Monday, 3 November 2014

News from the Front

Image: Dick Wheeler, back left, with his parents, brothers and sister [X291/77/311]

Tuesday 3rd November 1914: Mr and Mrs Wheeler of Ampthill have received a letter home from their son Dick, who is serving as a private with the 1st Bedfordshire Regiment. He complains that it is “jolly rough and cold out here at nights” but they have had plenty of socks and shirts sent out to them. He had received from a “kind English lady” a new guernsey sweater and a woollen cap comforter which covers his face and neck. The people of Enniskillen in Ireland had held a collection to provide cigarettes and tobacco for the battalion, raising £30 so they have plenty to smoke. He had also received a letter and some cigarettes from a young Irish lady who had seen him smoke a pipe and wondered if he had enough tobacco.[1] Len Aspin of Ampthill had sent him three ounces of tobacco and two packets of Players.[2] 

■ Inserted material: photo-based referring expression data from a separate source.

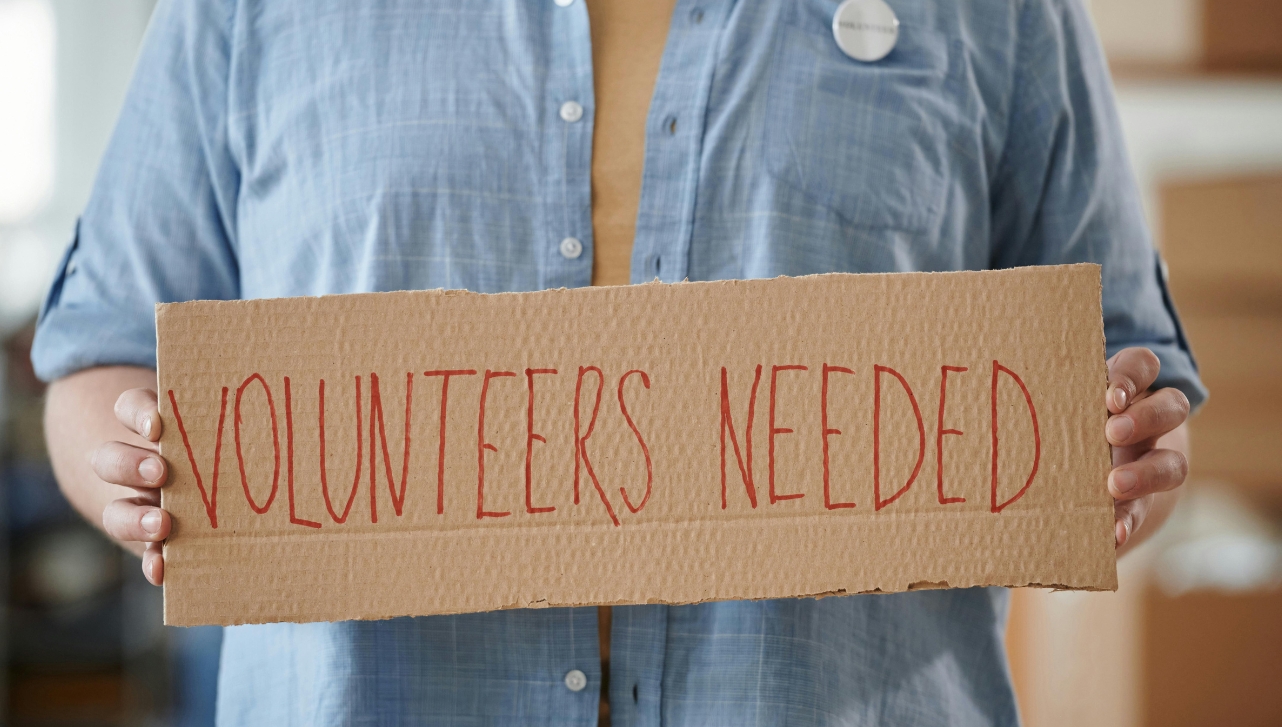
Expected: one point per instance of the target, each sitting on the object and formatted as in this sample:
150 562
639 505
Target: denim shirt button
576 680
571 248
572 112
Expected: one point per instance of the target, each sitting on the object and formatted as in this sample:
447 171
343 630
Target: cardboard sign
442 451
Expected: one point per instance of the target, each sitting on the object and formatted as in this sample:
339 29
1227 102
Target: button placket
569 150
674 142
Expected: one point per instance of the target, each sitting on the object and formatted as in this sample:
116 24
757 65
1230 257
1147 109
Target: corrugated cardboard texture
636 495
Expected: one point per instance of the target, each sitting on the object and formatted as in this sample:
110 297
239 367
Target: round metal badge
865 30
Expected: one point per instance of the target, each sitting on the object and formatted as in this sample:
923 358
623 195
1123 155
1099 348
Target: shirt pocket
864 140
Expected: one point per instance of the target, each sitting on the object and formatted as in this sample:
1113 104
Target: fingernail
150 469
1121 428
150 522
1123 481
1119 398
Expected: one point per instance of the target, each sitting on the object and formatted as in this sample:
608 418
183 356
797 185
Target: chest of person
433 144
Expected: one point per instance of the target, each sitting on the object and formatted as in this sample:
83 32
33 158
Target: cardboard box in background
1221 240
1172 37
1140 657
442 451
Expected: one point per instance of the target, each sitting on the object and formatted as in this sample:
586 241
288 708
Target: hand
139 518
1140 417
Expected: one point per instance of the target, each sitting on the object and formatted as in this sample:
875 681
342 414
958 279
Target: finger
1155 471
1127 518
153 563
137 409
119 463
135 519
1149 418
1131 371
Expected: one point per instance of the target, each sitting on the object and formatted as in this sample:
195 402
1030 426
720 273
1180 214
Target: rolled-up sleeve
159 223
1064 192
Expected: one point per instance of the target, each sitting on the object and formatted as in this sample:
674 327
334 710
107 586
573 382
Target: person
290 148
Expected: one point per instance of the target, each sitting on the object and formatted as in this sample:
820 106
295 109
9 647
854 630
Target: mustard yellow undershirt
628 37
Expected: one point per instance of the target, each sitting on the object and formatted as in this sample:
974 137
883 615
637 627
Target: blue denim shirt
319 146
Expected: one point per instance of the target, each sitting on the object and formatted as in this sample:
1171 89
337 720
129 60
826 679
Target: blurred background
1192 636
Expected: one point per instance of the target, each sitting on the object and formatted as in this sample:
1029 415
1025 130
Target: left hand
1140 417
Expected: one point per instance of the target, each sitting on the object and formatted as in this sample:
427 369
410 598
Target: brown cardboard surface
636 494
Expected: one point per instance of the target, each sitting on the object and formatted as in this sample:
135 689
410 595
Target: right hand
136 519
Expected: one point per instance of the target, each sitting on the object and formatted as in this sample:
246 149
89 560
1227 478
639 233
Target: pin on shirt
865 30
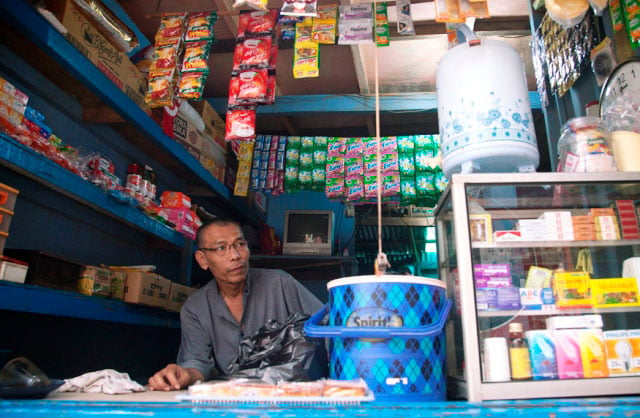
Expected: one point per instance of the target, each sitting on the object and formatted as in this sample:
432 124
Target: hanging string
381 262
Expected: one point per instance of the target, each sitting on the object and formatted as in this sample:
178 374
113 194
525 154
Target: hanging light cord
382 263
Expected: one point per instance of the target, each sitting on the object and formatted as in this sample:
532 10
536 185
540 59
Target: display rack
506 199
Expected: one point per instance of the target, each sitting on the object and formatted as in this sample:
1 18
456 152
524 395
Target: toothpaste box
537 299
542 354
618 349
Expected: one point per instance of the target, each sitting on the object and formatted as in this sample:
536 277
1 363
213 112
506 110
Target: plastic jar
584 146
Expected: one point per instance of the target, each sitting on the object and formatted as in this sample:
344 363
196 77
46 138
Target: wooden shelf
43 300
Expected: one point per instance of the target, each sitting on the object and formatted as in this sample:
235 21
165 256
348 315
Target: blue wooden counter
152 405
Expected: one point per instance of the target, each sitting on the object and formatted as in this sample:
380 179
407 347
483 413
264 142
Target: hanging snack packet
161 85
196 57
324 25
254 23
306 53
255 52
254 4
252 86
191 85
240 125
234 89
299 8
405 22
165 54
171 26
200 27
382 25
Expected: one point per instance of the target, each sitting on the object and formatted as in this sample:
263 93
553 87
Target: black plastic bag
280 352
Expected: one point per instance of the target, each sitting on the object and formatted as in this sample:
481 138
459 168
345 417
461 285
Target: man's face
227 262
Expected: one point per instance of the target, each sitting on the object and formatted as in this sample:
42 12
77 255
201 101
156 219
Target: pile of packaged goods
346 168
176 207
179 66
253 77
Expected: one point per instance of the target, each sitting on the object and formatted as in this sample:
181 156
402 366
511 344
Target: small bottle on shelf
518 353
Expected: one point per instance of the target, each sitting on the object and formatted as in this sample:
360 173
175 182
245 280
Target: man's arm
174 377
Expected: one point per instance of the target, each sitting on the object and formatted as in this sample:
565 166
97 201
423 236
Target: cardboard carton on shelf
113 63
146 288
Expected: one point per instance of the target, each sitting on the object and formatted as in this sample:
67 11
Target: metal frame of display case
471 385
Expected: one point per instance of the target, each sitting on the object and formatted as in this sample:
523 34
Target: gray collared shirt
211 335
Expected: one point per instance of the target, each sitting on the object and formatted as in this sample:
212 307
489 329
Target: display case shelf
502 200
43 170
554 311
46 301
555 244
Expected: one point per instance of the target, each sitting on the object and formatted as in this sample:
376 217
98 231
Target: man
236 304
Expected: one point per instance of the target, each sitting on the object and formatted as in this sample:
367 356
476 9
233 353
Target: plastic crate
8 196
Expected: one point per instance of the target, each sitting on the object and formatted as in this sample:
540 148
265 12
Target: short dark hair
216 222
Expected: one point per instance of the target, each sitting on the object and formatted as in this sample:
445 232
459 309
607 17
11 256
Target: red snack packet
253 86
240 124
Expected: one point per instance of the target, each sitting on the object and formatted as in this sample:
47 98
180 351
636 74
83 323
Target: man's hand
173 377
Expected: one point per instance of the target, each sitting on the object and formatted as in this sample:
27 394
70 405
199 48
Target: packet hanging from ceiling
306 53
477 9
299 8
252 87
324 25
256 23
165 54
381 25
191 84
196 56
200 26
109 24
240 124
255 52
171 25
161 85
405 21
261 5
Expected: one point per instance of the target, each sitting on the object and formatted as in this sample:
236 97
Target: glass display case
543 270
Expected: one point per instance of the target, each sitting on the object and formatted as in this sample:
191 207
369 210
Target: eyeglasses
239 246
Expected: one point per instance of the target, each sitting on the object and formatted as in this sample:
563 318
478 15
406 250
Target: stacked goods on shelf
108 57
176 206
253 81
347 168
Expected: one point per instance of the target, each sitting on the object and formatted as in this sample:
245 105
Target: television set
308 232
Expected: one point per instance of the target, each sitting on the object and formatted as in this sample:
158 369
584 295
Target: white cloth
107 381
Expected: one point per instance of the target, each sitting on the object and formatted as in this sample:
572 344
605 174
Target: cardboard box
184 132
147 289
92 44
94 281
213 123
178 295
48 270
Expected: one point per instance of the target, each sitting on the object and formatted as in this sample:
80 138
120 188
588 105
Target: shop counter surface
165 404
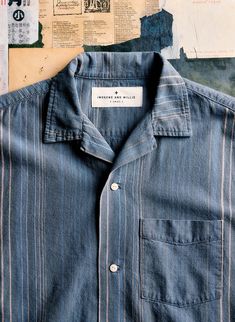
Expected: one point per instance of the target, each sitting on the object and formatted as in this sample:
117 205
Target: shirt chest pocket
180 261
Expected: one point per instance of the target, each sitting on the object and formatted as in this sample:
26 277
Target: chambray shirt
117 213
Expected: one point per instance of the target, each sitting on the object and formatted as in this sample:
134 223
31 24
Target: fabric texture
117 213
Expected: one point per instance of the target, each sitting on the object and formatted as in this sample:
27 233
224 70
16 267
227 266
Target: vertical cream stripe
140 201
107 261
42 219
2 193
35 217
230 219
9 215
39 234
26 212
125 230
222 209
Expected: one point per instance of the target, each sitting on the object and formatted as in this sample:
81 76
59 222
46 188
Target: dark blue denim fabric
159 246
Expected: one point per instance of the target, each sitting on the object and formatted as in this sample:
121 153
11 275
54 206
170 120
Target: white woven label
117 96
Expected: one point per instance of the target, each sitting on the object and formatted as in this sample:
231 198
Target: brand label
117 96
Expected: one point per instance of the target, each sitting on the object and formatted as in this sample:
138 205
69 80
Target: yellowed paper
92 22
204 28
30 65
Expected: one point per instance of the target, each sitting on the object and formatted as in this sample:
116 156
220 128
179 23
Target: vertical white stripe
21 224
107 261
230 220
9 215
2 194
26 212
35 217
140 201
39 232
222 209
42 213
124 264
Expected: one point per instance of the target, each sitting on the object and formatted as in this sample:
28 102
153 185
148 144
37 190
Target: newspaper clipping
69 23
22 21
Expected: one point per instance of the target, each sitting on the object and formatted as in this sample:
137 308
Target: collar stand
170 115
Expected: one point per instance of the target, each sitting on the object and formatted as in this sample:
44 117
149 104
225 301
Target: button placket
111 260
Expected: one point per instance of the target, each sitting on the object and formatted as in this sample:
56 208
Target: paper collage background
195 35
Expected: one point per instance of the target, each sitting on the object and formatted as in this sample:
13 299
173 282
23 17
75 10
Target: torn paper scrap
23 21
3 47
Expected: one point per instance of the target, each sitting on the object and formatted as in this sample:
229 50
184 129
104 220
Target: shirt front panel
168 227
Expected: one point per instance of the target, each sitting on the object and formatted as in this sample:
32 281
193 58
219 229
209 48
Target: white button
113 268
114 186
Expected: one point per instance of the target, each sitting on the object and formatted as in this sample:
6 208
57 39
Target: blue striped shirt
123 212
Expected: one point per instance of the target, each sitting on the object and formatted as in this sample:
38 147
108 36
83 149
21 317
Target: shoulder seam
211 99
16 100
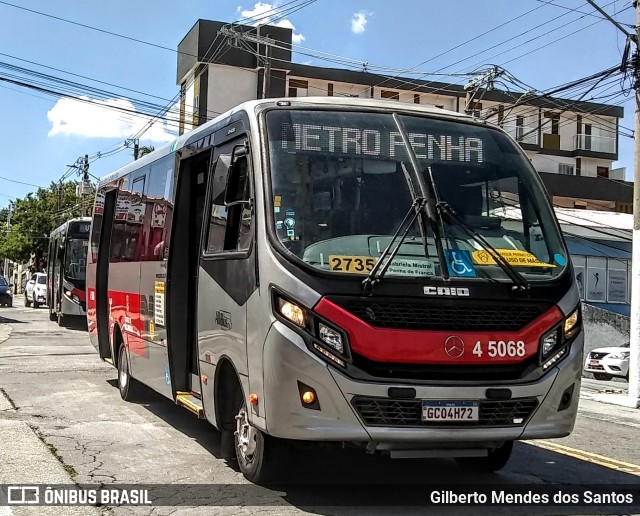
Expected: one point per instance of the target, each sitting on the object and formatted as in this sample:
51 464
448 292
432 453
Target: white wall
228 87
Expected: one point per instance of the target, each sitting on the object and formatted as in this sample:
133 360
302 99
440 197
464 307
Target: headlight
331 337
320 335
549 341
623 355
554 343
572 324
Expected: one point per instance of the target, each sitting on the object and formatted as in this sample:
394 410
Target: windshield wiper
387 256
443 207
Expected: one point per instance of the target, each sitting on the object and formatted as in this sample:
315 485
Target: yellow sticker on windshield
351 263
514 257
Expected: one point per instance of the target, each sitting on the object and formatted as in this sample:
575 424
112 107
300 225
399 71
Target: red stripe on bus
428 347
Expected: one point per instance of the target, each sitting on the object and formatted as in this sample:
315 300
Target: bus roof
304 102
63 227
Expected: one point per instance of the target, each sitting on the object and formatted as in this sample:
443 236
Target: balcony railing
523 133
594 143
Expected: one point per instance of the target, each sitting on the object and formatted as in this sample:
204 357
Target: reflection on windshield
339 194
75 259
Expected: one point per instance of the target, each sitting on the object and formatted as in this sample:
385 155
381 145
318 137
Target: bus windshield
76 259
342 183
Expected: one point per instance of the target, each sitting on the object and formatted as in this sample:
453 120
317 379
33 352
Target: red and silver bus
67 269
341 270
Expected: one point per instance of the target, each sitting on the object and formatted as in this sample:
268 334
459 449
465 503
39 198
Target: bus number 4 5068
500 348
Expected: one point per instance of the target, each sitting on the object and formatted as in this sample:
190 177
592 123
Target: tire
260 456
494 461
126 384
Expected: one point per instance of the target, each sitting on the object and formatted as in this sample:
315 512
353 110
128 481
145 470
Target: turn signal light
293 312
308 397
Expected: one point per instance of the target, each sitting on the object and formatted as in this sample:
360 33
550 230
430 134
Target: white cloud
261 10
99 119
359 22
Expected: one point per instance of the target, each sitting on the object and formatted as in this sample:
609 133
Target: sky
127 49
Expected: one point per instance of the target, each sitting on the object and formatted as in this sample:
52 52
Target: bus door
227 276
182 272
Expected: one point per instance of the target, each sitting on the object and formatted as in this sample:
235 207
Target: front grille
442 315
446 372
408 413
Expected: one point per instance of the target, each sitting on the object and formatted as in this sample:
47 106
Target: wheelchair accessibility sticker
460 263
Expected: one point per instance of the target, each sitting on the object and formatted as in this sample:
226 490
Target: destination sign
379 143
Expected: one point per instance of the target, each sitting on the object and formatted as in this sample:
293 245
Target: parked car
6 294
607 363
35 291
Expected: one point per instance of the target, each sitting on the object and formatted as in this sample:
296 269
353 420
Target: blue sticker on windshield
560 260
459 263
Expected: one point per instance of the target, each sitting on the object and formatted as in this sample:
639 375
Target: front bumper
70 307
287 362
611 366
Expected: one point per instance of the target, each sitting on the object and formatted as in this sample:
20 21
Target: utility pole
234 38
634 349
633 399
6 260
266 80
84 188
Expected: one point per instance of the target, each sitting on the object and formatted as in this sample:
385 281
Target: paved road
62 420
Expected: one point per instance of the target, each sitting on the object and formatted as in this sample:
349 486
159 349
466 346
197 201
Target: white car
35 291
606 363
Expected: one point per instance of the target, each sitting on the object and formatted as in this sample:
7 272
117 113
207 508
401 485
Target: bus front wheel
495 460
126 384
259 455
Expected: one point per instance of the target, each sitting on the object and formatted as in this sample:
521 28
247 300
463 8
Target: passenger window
231 208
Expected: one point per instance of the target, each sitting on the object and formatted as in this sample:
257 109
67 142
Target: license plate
450 410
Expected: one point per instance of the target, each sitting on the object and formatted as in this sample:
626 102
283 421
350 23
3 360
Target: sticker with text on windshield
399 266
515 257
459 263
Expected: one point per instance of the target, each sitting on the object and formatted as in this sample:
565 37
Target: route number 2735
500 348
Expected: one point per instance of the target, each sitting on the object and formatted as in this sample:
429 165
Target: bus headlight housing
293 313
321 336
554 344
330 337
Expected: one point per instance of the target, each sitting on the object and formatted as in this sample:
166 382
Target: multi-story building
571 144
217 70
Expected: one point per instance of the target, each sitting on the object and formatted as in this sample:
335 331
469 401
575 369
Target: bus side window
231 213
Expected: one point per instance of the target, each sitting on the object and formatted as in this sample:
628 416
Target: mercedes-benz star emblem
454 346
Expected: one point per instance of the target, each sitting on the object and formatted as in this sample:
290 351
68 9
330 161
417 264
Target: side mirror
237 190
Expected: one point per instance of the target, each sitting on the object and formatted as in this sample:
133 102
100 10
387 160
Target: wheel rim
246 435
123 372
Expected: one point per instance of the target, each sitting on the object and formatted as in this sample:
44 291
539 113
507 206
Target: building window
565 169
390 95
519 128
298 88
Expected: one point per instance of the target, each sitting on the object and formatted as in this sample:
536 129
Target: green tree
34 217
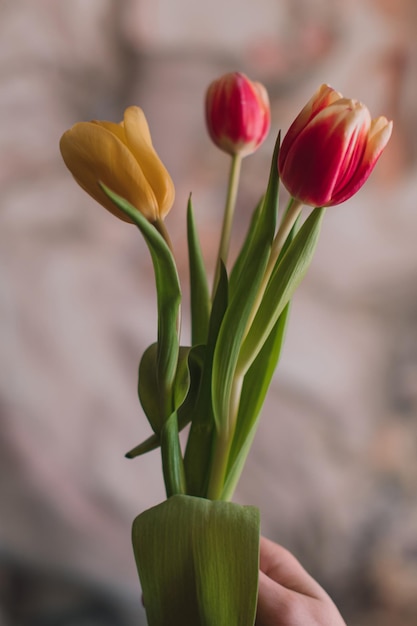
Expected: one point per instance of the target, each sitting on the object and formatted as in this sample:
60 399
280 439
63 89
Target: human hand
288 595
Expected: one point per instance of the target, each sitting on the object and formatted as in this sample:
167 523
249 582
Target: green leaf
198 562
148 388
240 306
236 272
199 444
182 377
286 277
255 386
199 290
168 298
185 411
172 461
151 443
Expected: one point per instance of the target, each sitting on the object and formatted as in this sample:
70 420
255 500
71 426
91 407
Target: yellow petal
93 153
139 141
115 129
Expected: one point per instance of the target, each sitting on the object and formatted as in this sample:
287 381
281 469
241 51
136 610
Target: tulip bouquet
197 552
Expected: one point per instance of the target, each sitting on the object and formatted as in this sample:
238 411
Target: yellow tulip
123 158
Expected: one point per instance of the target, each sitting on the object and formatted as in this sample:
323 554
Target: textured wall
333 467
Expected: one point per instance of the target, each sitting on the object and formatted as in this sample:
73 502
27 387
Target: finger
272 601
282 567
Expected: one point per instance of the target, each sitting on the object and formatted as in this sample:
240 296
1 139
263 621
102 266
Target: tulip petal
93 153
378 137
138 140
323 97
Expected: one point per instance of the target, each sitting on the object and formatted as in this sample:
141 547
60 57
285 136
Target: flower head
331 148
123 158
237 113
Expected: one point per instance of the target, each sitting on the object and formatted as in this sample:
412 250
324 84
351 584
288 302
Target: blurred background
334 465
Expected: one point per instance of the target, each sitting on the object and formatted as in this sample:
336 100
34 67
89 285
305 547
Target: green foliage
191 564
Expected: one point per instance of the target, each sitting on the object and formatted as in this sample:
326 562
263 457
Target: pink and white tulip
237 113
331 148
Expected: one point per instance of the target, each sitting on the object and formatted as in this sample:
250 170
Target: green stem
163 231
293 211
223 444
233 185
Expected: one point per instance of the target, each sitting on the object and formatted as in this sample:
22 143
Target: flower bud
237 113
331 148
123 158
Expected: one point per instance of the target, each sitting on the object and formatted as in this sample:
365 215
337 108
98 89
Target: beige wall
333 467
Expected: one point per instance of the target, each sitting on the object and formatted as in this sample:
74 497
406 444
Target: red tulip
331 148
237 113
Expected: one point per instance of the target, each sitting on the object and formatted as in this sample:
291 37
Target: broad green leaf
185 410
199 291
255 386
199 444
286 277
198 562
240 306
168 298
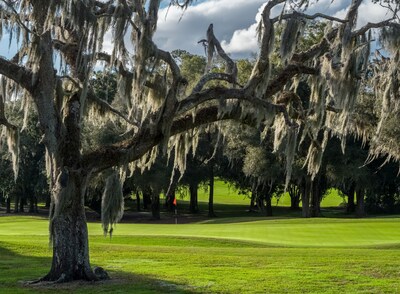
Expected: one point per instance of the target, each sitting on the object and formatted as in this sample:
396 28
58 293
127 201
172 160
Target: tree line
306 88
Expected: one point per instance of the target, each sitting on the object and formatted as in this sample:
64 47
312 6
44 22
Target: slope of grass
242 255
225 194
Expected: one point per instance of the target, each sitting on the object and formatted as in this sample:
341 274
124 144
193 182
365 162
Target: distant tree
156 108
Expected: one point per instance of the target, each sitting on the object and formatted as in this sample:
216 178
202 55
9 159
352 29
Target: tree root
97 274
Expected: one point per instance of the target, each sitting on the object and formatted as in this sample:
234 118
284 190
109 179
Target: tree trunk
253 201
8 204
32 203
137 200
294 193
351 207
146 197
48 201
268 200
305 198
193 206
315 199
68 231
360 209
169 200
16 203
211 192
155 206
21 204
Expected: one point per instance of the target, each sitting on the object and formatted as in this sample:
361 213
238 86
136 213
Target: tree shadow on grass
17 270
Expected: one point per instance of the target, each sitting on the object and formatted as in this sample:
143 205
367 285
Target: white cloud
235 23
231 18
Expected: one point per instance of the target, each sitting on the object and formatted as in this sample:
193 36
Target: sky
235 23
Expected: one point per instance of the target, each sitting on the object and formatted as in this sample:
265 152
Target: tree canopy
60 46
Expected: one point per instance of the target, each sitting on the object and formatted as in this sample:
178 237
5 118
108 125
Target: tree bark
351 207
294 193
305 198
146 197
360 209
8 204
315 199
193 206
253 197
22 204
155 205
268 201
68 231
137 200
16 203
211 192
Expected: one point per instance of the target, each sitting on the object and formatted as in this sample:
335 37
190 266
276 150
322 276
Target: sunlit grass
226 255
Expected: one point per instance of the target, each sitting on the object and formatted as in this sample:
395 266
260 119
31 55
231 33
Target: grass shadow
18 269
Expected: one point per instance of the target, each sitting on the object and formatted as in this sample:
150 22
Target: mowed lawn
223 255
229 202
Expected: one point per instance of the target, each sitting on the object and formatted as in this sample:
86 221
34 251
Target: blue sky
235 23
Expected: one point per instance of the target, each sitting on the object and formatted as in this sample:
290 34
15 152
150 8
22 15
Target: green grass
228 203
224 255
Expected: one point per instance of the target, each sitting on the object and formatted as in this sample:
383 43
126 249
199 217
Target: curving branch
212 77
150 136
92 98
17 73
286 75
307 16
368 26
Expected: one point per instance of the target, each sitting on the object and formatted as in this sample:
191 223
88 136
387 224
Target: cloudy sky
235 23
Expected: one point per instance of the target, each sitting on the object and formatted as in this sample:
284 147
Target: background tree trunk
146 197
69 233
305 198
137 201
253 197
360 209
315 198
193 206
155 205
211 192
351 207
16 202
8 204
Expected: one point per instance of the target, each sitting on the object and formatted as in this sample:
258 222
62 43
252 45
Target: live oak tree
59 45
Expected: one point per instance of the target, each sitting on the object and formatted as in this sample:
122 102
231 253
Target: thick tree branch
212 77
150 136
377 25
286 75
17 73
104 105
306 16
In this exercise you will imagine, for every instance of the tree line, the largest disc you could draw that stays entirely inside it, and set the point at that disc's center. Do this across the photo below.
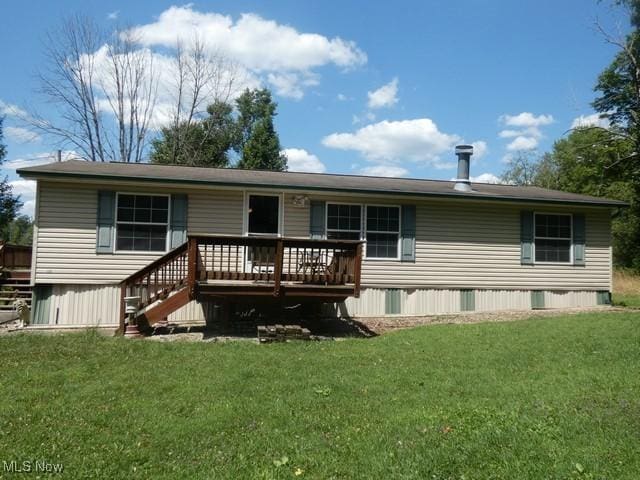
(598, 160)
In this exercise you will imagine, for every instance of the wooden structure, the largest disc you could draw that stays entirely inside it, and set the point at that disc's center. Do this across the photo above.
(15, 275)
(223, 267)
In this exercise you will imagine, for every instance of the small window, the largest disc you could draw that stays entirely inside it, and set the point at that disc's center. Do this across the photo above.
(552, 238)
(383, 232)
(343, 221)
(142, 223)
(264, 215)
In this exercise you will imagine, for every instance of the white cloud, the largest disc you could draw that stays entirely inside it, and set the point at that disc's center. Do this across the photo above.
(299, 160)
(523, 143)
(485, 178)
(593, 120)
(527, 133)
(27, 191)
(11, 110)
(480, 149)
(385, 96)
(291, 84)
(416, 140)
(526, 119)
(263, 47)
(444, 165)
(385, 171)
(20, 134)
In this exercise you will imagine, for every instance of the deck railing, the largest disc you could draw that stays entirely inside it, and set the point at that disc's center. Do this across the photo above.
(158, 279)
(278, 260)
(258, 261)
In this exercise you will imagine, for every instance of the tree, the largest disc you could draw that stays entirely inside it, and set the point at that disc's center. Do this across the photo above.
(87, 73)
(618, 100)
(204, 143)
(258, 142)
(9, 204)
(197, 135)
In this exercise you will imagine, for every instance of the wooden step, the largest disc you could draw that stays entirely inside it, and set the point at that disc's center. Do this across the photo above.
(166, 307)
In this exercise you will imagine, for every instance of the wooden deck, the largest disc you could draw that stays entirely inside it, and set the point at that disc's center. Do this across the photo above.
(225, 267)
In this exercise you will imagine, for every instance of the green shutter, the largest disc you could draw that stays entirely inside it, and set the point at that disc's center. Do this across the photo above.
(408, 233)
(579, 239)
(105, 221)
(317, 219)
(537, 299)
(467, 300)
(41, 303)
(179, 210)
(526, 238)
(392, 302)
(603, 297)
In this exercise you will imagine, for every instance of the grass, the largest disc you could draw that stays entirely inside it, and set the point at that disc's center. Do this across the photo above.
(555, 398)
(626, 289)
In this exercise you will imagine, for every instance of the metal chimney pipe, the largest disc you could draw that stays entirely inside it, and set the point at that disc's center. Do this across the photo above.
(464, 152)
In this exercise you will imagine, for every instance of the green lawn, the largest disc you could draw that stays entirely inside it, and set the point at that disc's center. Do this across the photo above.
(626, 300)
(542, 398)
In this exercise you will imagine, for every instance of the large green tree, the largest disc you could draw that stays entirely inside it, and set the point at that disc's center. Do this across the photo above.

Private Wheeler says that the armies are now all mixed up, with the British fighting alongside the French and the Indians. They have to walk long distances at night to find supplies as the roads are too full of shell holes to get anything over them and there are many dead bodies lying around, both Germans and others. They took a lot of Germans prisoner the other night and he believes they want the war to be over even more than the British do. He finishes by saying “don’t trouble to send me anything out, because we get plenty of everything at present, except drinks – and we don’t want any out on this job”.[3]

Source: Ampthill and District News, 14 November 1914; British Army World War I Service Record; Edinburgh Gazette 15 March 1920

[1] The 1st Bedfordshires had been serving in Ireland in 1914 and at the outbreak of the war were based in Mullingar, Ireland. 

[2] Leonard Aspin was the landlord of the Old George in Woburn Street, Ampthill in 1911, and by 1916 was the landlord of the Crown and Sceptre.

[3] Richard Henry Wheeler had enlisted in 1908 aged 18. He served overseas for the duration of the war, from 14th August 1914 to 5th February 1919, earning the Distinguished Conduct Medal. The citation published in the Edinburgh Gazette of 15 March 1920 reads: “9284 Sjt. R .Wheeler, 1st Bn., Bedf. R. (Ampthill). He has served with the Battalion through the War. He has taken every opportunity in volunteering for and carrying out tasks under fire. On one occasion in Italy he personally constructed a raft, crossed the River Piave at night under heavy enemy machine-gun fire and successfully laid a cable for use in subsequent operations.” His service record also records that he was mentioned in dispatches.